Rz. 1

 

§ 93 SGB XII: Übergang von Ansprüchen

(1) Hat eine leistungsberechtigte Person oder haben bei Gewährung von Hilfen nach dem Fünften bis Neunten Kapitel auch ihre Eltern, ihr nicht getrennt lebender Ehegatte oder ihr Lebenspartner für die Zeit, für die Leistungen erbracht werden, einen Anspruch gegen einen anderen, der kein Leistungsträger im Sinne des § 12 des Ersten Buches ist, kann der Träger der Sozialhilfe durch schriftliche Anzeige an den anderen bewirken, dass dieser Anspruch bis zur Höhe seiner Aufwendungen auf ihn übergeht. Er kann den Übergang dieses Anspruchs auch wegen seiner Aufwendungen für diejenigen Leistungen des Dritten und Vierten Kapitels bewirken, die er gleichzeitig mit den Leistungen für die in S. 1 genannte leistungsberechtigte Person, deren nicht getrennt lebenden Ehegatten oder Lebenspartner und deren minderjährigen unverheirateten Kindern erbringt. Der Übergang des Anspruchs darf nur insoweit bewirkt werden, als bei rechtzeitiger Leistung des anderen entweder die Leistung nicht erbracht worden wäre oder in den Fällen des § 19 Abs. 5 Aufwendungsersatz oder ein Kostenbeitrag zu leisten wäre. Der Übergang ist nicht dadurch ausgeschlossen, dass der Anspruch nicht übertragen, verpfändet oder gepfändet werden kann.

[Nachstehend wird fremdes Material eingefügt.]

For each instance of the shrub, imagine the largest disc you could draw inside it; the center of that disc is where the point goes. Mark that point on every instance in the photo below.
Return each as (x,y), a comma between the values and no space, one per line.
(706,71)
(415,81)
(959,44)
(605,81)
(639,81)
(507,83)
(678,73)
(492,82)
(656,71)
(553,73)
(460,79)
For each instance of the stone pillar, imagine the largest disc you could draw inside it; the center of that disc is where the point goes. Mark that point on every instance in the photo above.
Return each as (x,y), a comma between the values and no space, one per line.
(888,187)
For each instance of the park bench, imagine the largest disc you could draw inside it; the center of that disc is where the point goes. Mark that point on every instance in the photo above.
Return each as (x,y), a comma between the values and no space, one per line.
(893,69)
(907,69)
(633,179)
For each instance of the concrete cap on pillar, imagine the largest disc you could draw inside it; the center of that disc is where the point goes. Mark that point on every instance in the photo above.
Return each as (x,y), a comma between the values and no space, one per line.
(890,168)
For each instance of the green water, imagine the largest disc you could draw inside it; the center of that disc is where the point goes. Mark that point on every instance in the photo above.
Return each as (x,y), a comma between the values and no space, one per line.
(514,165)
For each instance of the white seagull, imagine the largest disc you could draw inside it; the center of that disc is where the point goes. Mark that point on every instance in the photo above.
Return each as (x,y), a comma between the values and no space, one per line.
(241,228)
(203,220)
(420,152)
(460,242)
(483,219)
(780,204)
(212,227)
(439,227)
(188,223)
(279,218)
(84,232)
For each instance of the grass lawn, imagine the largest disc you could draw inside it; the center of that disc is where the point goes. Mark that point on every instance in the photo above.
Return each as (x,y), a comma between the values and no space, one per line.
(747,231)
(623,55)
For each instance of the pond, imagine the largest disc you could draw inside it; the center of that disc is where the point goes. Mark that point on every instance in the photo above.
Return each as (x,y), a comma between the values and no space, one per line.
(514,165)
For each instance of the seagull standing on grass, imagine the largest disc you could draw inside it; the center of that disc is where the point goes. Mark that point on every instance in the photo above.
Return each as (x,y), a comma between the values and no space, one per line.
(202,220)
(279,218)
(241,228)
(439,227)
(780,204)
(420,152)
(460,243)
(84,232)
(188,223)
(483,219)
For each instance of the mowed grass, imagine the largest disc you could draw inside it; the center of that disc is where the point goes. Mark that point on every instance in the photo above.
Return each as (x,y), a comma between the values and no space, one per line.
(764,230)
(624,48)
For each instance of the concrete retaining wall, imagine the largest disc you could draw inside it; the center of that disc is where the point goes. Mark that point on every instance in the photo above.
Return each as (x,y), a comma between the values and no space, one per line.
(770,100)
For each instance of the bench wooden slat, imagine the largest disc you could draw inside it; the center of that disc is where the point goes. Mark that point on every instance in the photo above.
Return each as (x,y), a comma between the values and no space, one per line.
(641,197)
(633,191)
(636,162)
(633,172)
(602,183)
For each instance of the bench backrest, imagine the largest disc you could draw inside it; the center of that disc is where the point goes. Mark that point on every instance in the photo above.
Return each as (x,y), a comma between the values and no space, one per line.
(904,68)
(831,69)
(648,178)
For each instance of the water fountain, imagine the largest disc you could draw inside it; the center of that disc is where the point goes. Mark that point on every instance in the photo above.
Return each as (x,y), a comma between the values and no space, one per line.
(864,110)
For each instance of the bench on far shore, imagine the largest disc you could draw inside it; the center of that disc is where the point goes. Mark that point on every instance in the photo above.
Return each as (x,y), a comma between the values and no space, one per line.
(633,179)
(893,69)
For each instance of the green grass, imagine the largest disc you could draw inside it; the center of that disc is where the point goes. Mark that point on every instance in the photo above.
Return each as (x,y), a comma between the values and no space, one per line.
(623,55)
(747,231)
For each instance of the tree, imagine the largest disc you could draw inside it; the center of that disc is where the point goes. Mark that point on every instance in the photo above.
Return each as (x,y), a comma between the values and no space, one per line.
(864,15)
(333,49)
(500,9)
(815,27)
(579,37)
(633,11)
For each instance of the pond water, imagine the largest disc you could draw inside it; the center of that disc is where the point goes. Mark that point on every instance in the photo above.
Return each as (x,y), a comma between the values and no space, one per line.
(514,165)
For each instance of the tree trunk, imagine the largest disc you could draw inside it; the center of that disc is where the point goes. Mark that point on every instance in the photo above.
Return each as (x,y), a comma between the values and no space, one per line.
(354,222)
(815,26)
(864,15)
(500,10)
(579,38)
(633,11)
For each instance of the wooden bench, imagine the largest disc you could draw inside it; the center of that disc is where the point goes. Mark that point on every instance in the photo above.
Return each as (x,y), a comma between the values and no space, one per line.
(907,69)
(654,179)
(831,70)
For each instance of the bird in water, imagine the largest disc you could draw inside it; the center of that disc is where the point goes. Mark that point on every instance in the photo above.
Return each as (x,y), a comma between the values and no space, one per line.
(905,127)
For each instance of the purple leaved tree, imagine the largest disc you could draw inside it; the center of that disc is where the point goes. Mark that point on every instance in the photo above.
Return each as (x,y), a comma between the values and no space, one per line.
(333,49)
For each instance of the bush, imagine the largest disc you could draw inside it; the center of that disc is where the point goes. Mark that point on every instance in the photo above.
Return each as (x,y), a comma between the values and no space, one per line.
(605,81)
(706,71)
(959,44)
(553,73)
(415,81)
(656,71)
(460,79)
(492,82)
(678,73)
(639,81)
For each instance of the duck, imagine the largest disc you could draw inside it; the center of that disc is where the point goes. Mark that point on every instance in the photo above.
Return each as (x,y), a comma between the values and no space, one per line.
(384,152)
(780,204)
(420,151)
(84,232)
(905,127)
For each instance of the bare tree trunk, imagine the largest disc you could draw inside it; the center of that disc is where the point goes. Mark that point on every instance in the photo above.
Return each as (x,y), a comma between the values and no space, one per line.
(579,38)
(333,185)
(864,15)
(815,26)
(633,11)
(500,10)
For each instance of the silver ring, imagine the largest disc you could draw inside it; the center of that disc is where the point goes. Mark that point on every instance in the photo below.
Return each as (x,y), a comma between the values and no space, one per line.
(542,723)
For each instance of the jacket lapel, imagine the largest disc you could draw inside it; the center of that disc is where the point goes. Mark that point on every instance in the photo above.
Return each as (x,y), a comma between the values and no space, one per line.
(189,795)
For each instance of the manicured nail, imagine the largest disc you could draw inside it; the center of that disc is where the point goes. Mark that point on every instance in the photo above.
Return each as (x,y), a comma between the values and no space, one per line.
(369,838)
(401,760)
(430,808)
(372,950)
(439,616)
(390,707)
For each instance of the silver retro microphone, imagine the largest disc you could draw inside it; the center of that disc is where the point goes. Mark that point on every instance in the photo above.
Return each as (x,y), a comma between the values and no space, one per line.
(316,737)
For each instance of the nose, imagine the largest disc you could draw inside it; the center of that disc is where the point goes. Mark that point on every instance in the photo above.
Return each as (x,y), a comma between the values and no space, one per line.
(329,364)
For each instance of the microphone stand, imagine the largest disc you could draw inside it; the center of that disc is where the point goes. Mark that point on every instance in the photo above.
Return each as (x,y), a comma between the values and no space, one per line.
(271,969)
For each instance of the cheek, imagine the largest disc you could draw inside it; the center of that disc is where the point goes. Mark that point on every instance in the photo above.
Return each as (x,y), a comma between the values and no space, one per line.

(2) Die schriftliche Anzeige bewirkt den Übergang des Anspruchs für die Zeit, für die der leistungsberechtigten Person die Leistung ohne Unterbrechung erbracht wird. Als Unterbrechung gilt ein Zeitraum von mehr als zwei Monaten.

(3) Widerspruch und Anfechtungsklage gegen den Verwaltungsakt, der den Übergang des Anspruchs bewirkt, haben keine aufschiebende Wirkung.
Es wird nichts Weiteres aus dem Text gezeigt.